Namun menggiring mereka agar berhasil menangkapmu untuk pertama kali adalah sesuatu yang tak pernah kusesali. Agar kau tinggal di satu tempat, tak beranjak ke mana pun. Sehingga bisa didatangi kapan pun aku mau. Namun rupanya cara itu tetap tak berhasil. Kau malah memilih melarikan diri dari hukuman. Mendobrak jeruji besi yang kuanggap sebagai malaikat penjaga. Menyogok oknum sipir yang sudah buta dengan keduniawian.

Lihatlah, bahkan semenjak kepergianmu. Tak pernah sekalipun absen membuatkan secangkir teh kesukaanmu. Bagiku, hal itu tak ubahnya seperti meramu harapan. Mengaduk kembali asa yang dahulu pernah terpadu, mengikat kau dan aku. Untuk kemudian disajikan, agar dapat kau rasakan cinta lewat hangat dan manisnya teh yang melewati kerongkongan. Dan bermuara di lambungmu.

Nenek bilang cinta seorang lelaki dapat dimenangkan lewat perutnya. Meskipun kenyataannya hal ini tak dapat membuatmu bertekuk lutut seperti cerita mereka. Mungkin jaman telah merubah hati seorang lelaki menjadi keras. Sehingga masakan seenak apapun tak akan mampu menahan mereka untuk tetap setia.

Sekarang aku lelah Dre. Letih dengan segala permainanmu yang tak pernah usai. Entah apa artinya kata ‘Cinta’ untukmu. Padahal dahulu kerap kali kau ucapkan. Adakah ia dihatimu? Atau hanya sebagai aksesoris untuk melelehkan hatiku.
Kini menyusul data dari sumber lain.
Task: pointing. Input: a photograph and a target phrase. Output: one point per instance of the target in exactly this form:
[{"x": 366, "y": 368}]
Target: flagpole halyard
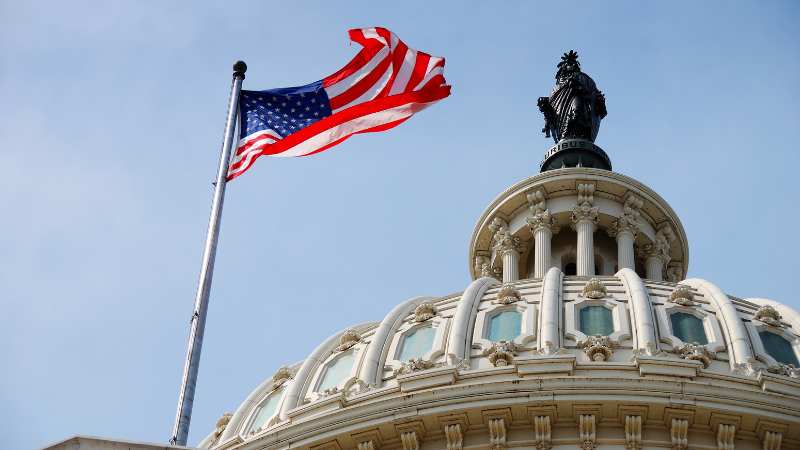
[{"x": 180, "y": 430}]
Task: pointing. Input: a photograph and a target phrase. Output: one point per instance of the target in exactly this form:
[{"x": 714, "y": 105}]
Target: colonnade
[{"x": 584, "y": 218}]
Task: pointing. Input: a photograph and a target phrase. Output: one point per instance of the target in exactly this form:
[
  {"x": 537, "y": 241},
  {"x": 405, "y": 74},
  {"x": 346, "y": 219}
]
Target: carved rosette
[
  {"x": 424, "y": 311},
  {"x": 787, "y": 370},
  {"x": 281, "y": 376},
  {"x": 682, "y": 295},
  {"x": 695, "y": 352},
  {"x": 483, "y": 267},
  {"x": 222, "y": 423},
  {"x": 507, "y": 295},
  {"x": 768, "y": 315},
  {"x": 659, "y": 248},
  {"x": 348, "y": 339},
  {"x": 415, "y": 365},
  {"x": 597, "y": 348},
  {"x": 501, "y": 353},
  {"x": 502, "y": 240},
  {"x": 594, "y": 289}
]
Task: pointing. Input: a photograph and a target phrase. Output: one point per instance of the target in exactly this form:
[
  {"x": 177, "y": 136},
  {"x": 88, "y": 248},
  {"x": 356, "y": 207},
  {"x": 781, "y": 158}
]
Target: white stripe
[
  {"x": 353, "y": 126},
  {"x": 343, "y": 85},
  {"x": 431, "y": 74},
  {"x": 258, "y": 135},
  {"x": 406, "y": 69},
  {"x": 371, "y": 33},
  {"x": 371, "y": 92}
]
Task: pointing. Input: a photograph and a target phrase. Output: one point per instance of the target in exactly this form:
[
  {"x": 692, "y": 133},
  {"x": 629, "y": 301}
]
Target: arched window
[
  {"x": 505, "y": 326},
  {"x": 417, "y": 343},
  {"x": 779, "y": 348},
  {"x": 336, "y": 371},
  {"x": 265, "y": 411},
  {"x": 688, "y": 328},
  {"x": 596, "y": 321}
]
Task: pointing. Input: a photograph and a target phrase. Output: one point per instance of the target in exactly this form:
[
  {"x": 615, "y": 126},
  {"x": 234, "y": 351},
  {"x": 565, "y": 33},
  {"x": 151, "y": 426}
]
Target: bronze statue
[{"x": 575, "y": 106}]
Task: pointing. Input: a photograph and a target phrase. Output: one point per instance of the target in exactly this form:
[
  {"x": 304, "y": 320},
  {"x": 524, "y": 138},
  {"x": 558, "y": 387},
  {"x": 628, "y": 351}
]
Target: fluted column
[
  {"x": 584, "y": 219},
  {"x": 506, "y": 247},
  {"x": 624, "y": 229}
]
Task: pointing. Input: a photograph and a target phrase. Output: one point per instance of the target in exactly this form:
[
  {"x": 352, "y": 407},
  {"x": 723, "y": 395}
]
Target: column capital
[
  {"x": 502, "y": 240},
  {"x": 542, "y": 219}
]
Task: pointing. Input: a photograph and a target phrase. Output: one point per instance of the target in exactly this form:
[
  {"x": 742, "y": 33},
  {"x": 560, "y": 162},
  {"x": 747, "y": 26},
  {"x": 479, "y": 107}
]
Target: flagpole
[{"x": 183, "y": 417}]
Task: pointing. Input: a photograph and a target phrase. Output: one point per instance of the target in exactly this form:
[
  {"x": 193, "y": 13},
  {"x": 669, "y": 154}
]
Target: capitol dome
[{"x": 579, "y": 329}]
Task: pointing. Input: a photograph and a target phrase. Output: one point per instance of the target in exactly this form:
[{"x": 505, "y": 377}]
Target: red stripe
[
  {"x": 362, "y": 85},
  {"x": 420, "y": 69},
  {"x": 360, "y": 110},
  {"x": 371, "y": 47},
  {"x": 397, "y": 62}
]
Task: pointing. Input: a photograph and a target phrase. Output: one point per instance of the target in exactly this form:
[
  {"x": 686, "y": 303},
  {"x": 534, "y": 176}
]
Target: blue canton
[{"x": 284, "y": 111}]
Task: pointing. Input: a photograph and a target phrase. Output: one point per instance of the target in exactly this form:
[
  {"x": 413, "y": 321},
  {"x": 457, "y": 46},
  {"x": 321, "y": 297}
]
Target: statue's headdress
[{"x": 568, "y": 59}]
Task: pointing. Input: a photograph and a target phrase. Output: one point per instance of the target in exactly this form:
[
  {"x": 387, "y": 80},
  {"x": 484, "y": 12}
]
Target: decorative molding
[
  {"x": 424, "y": 311},
  {"x": 349, "y": 338},
  {"x": 633, "y": 432},
  {"x": 585, "y": 209},
  {"x": 772, "y": 440},
  {"x": 409, "y": 440},
  {"x": 501, "y": 353},
  {"x": 594, "y": 289},
  {"x": 507, "y": 295},
  {"x": 597, "y": 348},
  {"x": 542, "y": 432},
  {"x": 454, "y": 436},
  {"x": 695, "y": 352},
  {"x": 497, "y": 433},
  {"x": 768, "y": 315},
  {"x": 726, "y": 433},
  {"x": 415, "y": 365},
  {"x": 587, "y": 432},
  {"x": 786, "y": 370},
  {"x": 682, "y": 295},
  {"x": 679, "y": 432}
]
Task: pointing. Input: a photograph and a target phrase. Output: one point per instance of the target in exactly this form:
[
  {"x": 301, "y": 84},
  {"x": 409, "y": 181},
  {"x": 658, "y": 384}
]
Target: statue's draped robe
[{"x": 575, "y": 102}]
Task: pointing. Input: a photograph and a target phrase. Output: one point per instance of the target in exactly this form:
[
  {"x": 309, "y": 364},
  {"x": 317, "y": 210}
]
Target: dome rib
[
  {"x": 735, "y": 333},
  {"x": 371, "y": 373}
]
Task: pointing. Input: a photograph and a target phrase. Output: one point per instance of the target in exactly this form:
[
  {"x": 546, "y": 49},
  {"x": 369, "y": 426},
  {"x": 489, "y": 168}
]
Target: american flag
[{"x": 385, "y": 84}]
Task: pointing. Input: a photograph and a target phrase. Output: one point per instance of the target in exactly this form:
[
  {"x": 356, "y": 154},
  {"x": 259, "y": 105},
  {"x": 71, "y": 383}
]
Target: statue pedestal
[{"x": 575, "y": 153}]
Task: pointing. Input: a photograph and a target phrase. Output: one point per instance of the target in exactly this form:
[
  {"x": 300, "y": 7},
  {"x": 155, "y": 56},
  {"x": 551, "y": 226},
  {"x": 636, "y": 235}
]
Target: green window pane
[
  {"x": 266, "y": 410},
  {"x": 417, "y": 343},
  {"x": 505, "y": 326},
  {"x": 336, "y": 371},
  {"x": 596, "y": 321},
  {"x": 688, "y": 328},
  {"x": 779, "y": 348}
]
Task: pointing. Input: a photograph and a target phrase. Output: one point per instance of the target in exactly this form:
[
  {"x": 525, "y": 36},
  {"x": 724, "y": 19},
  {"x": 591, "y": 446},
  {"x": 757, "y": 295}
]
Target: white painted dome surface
[{"x": 607, "y": 361}]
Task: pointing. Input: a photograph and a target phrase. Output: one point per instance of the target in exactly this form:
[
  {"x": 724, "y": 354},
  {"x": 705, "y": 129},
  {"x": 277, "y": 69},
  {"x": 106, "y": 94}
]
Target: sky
[{"x": 112, "y": 118}]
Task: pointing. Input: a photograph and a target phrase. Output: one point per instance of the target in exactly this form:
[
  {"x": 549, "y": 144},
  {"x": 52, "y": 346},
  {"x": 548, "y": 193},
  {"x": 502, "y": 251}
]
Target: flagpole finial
[{"x": 239, "y": 68}]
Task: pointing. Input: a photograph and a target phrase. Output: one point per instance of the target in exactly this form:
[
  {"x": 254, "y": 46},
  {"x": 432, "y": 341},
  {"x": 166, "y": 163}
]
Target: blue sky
[{"x": 112, "y": 115}]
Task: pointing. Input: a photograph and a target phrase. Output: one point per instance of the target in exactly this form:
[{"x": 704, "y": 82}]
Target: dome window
[
  {"x": 265, "y": 411},
  {"x": 688, "y": 328},
  {"x": 596, "y": 321},
  {"x": 417, "y": 343},
  {"x": 505, "y": 326},
  {"x": 336, "y": 371},
  {"x": 778, "y": 348}
]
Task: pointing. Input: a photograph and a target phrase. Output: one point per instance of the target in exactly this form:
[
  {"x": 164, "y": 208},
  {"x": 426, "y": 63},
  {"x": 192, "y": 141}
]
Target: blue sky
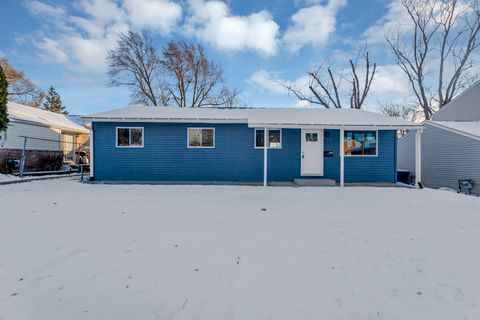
[{"x": 258, "y": 43}]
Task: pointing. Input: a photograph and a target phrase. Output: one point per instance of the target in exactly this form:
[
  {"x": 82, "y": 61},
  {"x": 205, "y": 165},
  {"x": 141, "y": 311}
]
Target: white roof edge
[
  {"x": 453, "y": 130},
  {"x": 35, "y": 116}
]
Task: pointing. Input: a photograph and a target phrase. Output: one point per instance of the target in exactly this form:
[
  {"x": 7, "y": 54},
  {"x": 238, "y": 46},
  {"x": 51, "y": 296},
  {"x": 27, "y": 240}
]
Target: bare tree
[
  {"x": 181, "y": 75},
  {"x": 20, "y": 88},
  {"x": 325, "y": 89},
  {"x": 402, "y": 111},
  {"x": 193, "y": 80},
  {"x": 436, "y": 54},
  {"x": 135, "y": 63}
]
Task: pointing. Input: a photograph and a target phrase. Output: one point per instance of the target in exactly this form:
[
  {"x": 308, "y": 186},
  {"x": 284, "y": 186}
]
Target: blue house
[{"x": 162, "y": 144}]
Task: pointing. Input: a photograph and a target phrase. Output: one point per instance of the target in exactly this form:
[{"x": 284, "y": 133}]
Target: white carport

Cangkir porselen hitam kesayanganmu, kini kembali terisi penuh. Teh tubruk dengan dua potong gula batu. Asapnya mengepul liar, hasil dari air yang mendadak dijerang hingga mendidih. Sambil mengaduk, aku memasang wajah paling cerah, mengingat kini kau tak akan pergi kemana-mana lagi. Tak perlu susah payah mencari tempat persembunyianmu, saat ingin melepas rindu. Atau mengintip ke setiap kamar wanita yang kau cap menjadi kekasihmu. Ketika buah hati kita kerap memanggil namamu dalam tidurnya.

Selesai. Teh manis terakhir berisi harapan untuk mendapatkanmu kembali. Kali ini tak ada mantera di dalamnya. Atau jampi-jampi yang ku dapat dari buku paririmbon tua. Semua itu ternyata hanya omong kosong, tak dapat sedikitpun mengetuk pintu hatimu. Kalau memang kau masih memiliki ini di tubuhmu.
Sekarang aku tinggal duduk di sofa butut yang ditemukan di pinggiran rel. Kala itu, kita mengucap terima kasih─pada seseorang─ entah siapa. Karena telah rela membuangnya. Sehingga tak perlu lagi, duduk di lantai kasar yang selalu memantulkan panas.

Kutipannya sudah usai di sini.